There are many ways to model and inculcate a “Threat First” thinking, including Threat Modeling, Table Top Simulations, etc.

Me and my Dependents

During a pentest for a major cloud application company recently, we identified a pretty serious authentication and session management flaw. For some reason they were failing to invalidate their Auth Token and their web service could be spoofed quite easily, if an attacker figured out the steps to do so. Turns out that the PaaS platform that they were using had a flawed token expiration call that didn’t really invalidated the Auth Token, rendering the application vulnerable to spoofing and similar attacks. Then, in the same pentest, we found a serious flaw in their Crypto library as well. In an age of modular applications rife with large number of dependencies with their own set of dependencies, this is becoming the biggest problem that tech teams have to deal with. Security flaws in underlying libraries, server components (in an ever increasing stack) and other executables are causing much pain to technology teams.
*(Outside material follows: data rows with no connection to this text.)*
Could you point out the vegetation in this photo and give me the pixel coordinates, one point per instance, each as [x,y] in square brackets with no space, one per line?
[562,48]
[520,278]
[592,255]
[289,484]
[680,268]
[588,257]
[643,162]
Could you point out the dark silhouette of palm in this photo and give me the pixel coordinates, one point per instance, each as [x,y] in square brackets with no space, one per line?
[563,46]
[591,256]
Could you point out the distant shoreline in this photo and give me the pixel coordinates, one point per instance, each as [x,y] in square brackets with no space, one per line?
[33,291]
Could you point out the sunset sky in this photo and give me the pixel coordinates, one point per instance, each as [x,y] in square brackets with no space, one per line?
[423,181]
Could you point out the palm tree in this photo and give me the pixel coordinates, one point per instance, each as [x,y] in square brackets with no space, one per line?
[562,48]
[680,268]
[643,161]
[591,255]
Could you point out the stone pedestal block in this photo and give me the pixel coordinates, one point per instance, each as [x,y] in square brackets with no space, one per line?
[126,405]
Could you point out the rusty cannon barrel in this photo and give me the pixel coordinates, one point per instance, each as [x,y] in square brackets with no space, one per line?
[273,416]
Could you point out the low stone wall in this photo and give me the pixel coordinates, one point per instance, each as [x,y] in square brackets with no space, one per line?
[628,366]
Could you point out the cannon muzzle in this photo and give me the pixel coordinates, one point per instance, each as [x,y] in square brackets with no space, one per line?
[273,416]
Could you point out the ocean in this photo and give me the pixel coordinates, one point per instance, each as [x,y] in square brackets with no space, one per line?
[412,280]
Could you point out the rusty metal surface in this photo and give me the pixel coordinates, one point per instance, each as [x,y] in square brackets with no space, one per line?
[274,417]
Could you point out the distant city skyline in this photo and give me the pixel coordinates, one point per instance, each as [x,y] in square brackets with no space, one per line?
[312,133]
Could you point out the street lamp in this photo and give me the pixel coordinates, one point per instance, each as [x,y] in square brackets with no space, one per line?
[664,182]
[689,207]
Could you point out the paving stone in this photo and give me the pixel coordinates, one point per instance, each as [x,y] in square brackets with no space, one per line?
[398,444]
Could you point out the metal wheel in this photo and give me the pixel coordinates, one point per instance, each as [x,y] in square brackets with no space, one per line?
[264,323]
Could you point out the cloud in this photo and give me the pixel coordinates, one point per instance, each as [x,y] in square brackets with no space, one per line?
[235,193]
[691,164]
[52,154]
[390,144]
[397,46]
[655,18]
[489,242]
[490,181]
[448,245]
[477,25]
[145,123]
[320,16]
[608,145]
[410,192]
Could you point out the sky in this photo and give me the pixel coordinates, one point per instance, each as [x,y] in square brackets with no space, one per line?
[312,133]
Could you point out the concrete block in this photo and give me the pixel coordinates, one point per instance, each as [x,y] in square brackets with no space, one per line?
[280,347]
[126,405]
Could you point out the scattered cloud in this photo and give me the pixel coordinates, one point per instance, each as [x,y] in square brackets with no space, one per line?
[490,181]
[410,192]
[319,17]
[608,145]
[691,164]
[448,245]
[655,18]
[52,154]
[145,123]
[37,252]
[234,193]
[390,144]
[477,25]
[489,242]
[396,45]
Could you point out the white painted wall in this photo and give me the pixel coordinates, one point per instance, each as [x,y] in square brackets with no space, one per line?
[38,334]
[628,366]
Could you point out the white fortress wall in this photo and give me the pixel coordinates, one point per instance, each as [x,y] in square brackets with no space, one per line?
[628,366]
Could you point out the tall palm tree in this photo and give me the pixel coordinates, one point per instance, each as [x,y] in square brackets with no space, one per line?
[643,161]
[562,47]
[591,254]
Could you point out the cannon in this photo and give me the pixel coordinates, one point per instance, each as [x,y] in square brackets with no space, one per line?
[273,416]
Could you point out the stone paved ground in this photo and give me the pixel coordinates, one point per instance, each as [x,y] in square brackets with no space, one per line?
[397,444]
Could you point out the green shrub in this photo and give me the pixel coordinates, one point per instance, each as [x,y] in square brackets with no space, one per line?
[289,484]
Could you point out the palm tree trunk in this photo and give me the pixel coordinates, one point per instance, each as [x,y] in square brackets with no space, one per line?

Unfortunately, there aren’t many great ways of addressing this other than certain customized solutions. We were shocked when we found that vulnerabilities in one client environment were cut by 65% when we implemented a security dependency management solution that we had developed for them. It became an integral part of their CI/CD process. Either way, the first way to tame the problem is to make an inventory and constantly update the inventory based on changes to the application. Luckily package managers and build tools provide functionality to extract and store this information for use. Once this is done, manual or automated investigative techniques must be used to identify and actively remediate security threats from dependencies.

“We have a tool”

I am in awe of marketing departments at some of these security companies. They make it sound like their product can find anything from SQL Injections to a needle in a 1 ton haystack. Their products are sold as a panacea to InfoSec and AppSec teams that are looking to solve their security problems with one or more of these tools. Unfortunately, these tools can’t find crypto bugs, business logic bugs, authorization bugs, authentication bugs, advanced SQLi bugs, Advanced XSS bugs, and mostly bugs with web services or slightly complex RIA frameworks. See where I am going with this? Tools are great, we all use them. I use them a lot, but I also understand that each app is different and tools can only help you with low-lying security flaws and point you in the right direction. Missing out on Manual testing or scripted manual testing is like missing out on the main course at the buffet. You’re going to remain hungry while someone else has your food. A very revealing statistic was when we integrated manual security testing into the CI/CD pipeline of one of our largest clients and they were able to identify and eliminate 100% of their critical and high vulnerabilities even before it went to Staging. Believe me when I say that there’s no better way to test an app as with a combination of manual and automated, that a purely automated tool can’t even come close to uncovering.